A villa renovation with a difference and an eye for detail, by Malcolm Walker Architects and KKID
Secrets reveal themselves in their own time at this home in Sandringham, Auckland — little quirks in the design that you might only catch a glimpse of when you’re opening a blind, kicking back on a window seat or playing with the dog in the garden. Switch on the indoor/outdoor sound system concealed within the walls and you’re in for another surprise.
“There are so many well-finished details that you can’t take them all in in one gulp,” says homeowner James White. “It’s so cool — I really love that about good design.”
Much of the original goodness of this three-bedroom 1920s villa had been stripped out when it was converted into two two-bedroom flats in the ’60s, but James and his wife Maria Ross, who run quantity surveying firm Kwanto, were keen to retain what character they could while putting a spin on it, bypassing the standard villa renovation with the box extension out the back for something more inventive.
Kwanto has had a professional relationship with Malcolm Walker Architects for several years, so the pair were excited to bring his creativity to their personal project as part of an A-team that included “true craftsman and hero of the show” Craig Miller of Miller Builders and “frank, pragmatic, talented and wonderful” interior designer Karen Kelly of KKID.
“Malcolm is a genius when it comes to making spaces interesting, and having him on board and understanding how we wanted to live allowed him to play with the idea of the villa while flooding the rooms with natural light,” says James.
“The key essence of the alteration was to extend the living areas to the eastern boundary to provide open western evening living and access to the rear garden,” says Malcolm. “Replanning within the existing footprint of the villa provided two bedrooms and a bathroom off an entry hall by way of a lobby to the west, and a master bedroom, ensuite, laundry and study to the east. The new extension for the living areas creates a sense of retreat while maintaining connections to the sheltered decking and newly landscaped garden, while all-day sun is provided without loss of privacy by the extensive yet careful use of clerestory windows.”
Years of travel taught Maria and James that you don’t need loads of possessions to be happy. They value quality over quantity, and that’s evident in every aspect of this sophisticated abode. “We’re a family of three and don’t have a lot of stuff, so we aimed to avoid ‘space redundancy’ and invest in design, materials, fixtures and fittings so this home will serve our needs for a long time,” says Maria, who along with her husband is highly conscious of the issues around consumption and consumerism.

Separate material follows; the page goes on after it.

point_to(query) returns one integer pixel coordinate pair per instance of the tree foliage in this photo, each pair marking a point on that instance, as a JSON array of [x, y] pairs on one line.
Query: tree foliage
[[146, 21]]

With myriad ideas on the table, they needed interior designer Karen to help keep their décor succinct (and to become an ally for James, who could talk furniture and lighting all day). Her peaceful, minimal palette of natural, textural, hard-wearing materials came together around an amazing slab of stone (which the couple had already chosen for their kitchen benchtop) and is expressed in neutral colours accented with blues and greens, and brass and stainless steel highlights.
Dressed in Karen’s expertly resolved finery, the remodelled home is exerting its influence on its inhabitants slowly but surely. “I think you subtly begin to change your behaviours when you’re living in a new house,” says James. “You kind of develop go-to points — like, for me, peacing out on the window seat with my headphones on for an hour in the weekend, or sitting on the deck with a cup of coffee and having [our daughter] Mackenzie come and sit on my knee. To me, that’s just so precious, and what it’s really about. It’s about giving ourselves different spaces in which to enjoy each other’s company, and the longer we’re here, the better we become at exploiting those areas.”
Providing just enough spots to share and retreat to, the villa is now a perfectly formed place in which this family can enjoy life and grow together. “With your kitchen, your dining and your living, it is a villa push-out, but Malcolm has done it differently with the nooks and insets and interesting ceilings and hidden doors,” says James. “It’s kind of like waking up in a luxury retreat every morning, but what really spins my wheels are the details. We may never really appreciate it all as a whole package because there are just too many things to take in.”